According to the different degrees of roasting, with the same coffee blend, it is possible to produce a coffee with a herbaceous slightly sour taste, as opposed to a soft and velvety one, or with hints of fruit rather than an intense bitterness.
The darker the color of the coffee, the fewer the acid sensations and the more the bitter ones.
The quality and sensations offered by the different coffees in the cup can be influenced in many ways with the roasting profiles being one of these.
The same roasted coffee with different roasting profiles will give different results until almost unrecognizable.
It is extremely difficult to generalize the thousand variables that can be given by a different roasting profile.
What are the roasting profiles?
Initial temperature higher or quieter, slow roasting to preserve some aromas or quick to enhance the body of the coffee.. what are the roasting profiles in coffee roasting?
Roasting profiles are control systems which make it possible to manage the temperature and the timing of the roasting process. They vary according to the types of coffee being treated, as well as how the coffee will ultimately be extracted.
Coffee is a natural product with several species, various qualities or origins. When subject to heating of roasting, reacts differently depending on its own specific organoleptic and structural characteristics as well as its moisture content.
Robusta coffees need more energy and a longer roasting time even though a very long roasting is never desirable since it cooks the coffee rather than roasts it.
For Filter coffee, Syphon, Aeropress and French press, a light coffee is necessary which means a shorter roasting time in order to give the bean a light fragrance, rich in acid notes, and a low specific weight ideal for this type extraction.

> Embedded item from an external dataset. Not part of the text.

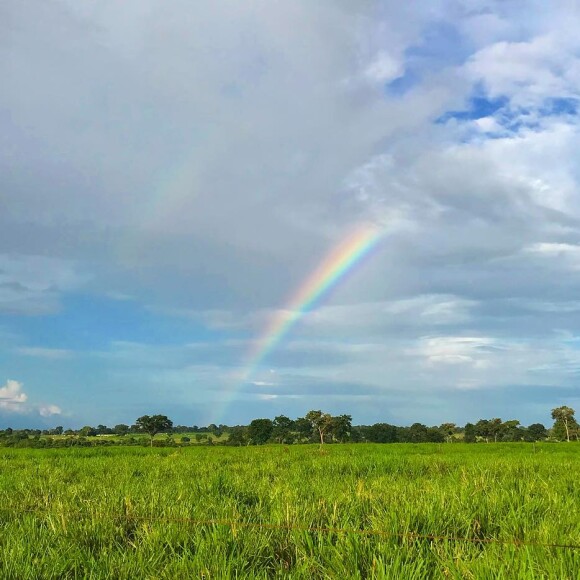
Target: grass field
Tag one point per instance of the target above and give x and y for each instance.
(145, 513)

For Moka and Espresso, a darker roasting is in order so that the beans take on a fuller body and a slight concentration of aromas, presenting a color tone called “monk’s tunic” in jargon that will be more or less evident depending on the type of clientele to which it will be destined (in Northern Italy, for example, they are more accustomed to a light and aromatic coffee, pleasantly acid while in the South, a more bitter, full-bodied and intense coffee).
For Ibrik (Turkish coffee) or in general for coffee where another extraction yield is required (therefore with a higher specific weight, high body and strong aroma) a light roast is always preferred, but carried out in a very slow time which will allow different transformations with the formation of more soluble substances.
Roasting and blending coffee beans is more than pure technical skill, it is a sheer art form.
At SpecialCoffee, we have developed the skills to fine-tune the roasting process according to the blend and based on the specific use, market and country where the coffee will be consumed.
How to become an expert roaster?
Roasting and tasting.
In a few other activities, the practice is so fundamental.
A very long training is required for gaining experience (clear that it will also be necessary to be good coffee tasters to evaluate the cup) and sensitivity to evaluate the color and nuances of the roasted coffee.
Hey barista, beware of too fresh coffee!
Have you ever opened a bag of coffee, poured it into the bell hopper of the grinder, started turning the beans into espresso cups and realized that the crema is not as you are used to seeing it (it must be persistent, with a very fine texture, a nice hazelnut color and possibly include beautiful “tiger stripes”)?
Have you ever had the crema more like a foam with big bubbles and the espresso that tends to drop dramatically in the cup leaving a ring of cream on the edge that opens inexorably in the middle?
The cause might just be too fresh a coffee, roasted for too little a time and not properly degassed.
In fact, during roasting, the coffee produces carbon dioxide which is important for the creation of the crema, but only in the right measure. For this reason, it must be at least 48 hours after roasting.
Coffee commands a rest period of a few days in order to give its best. For this reason, proper storage is paramount!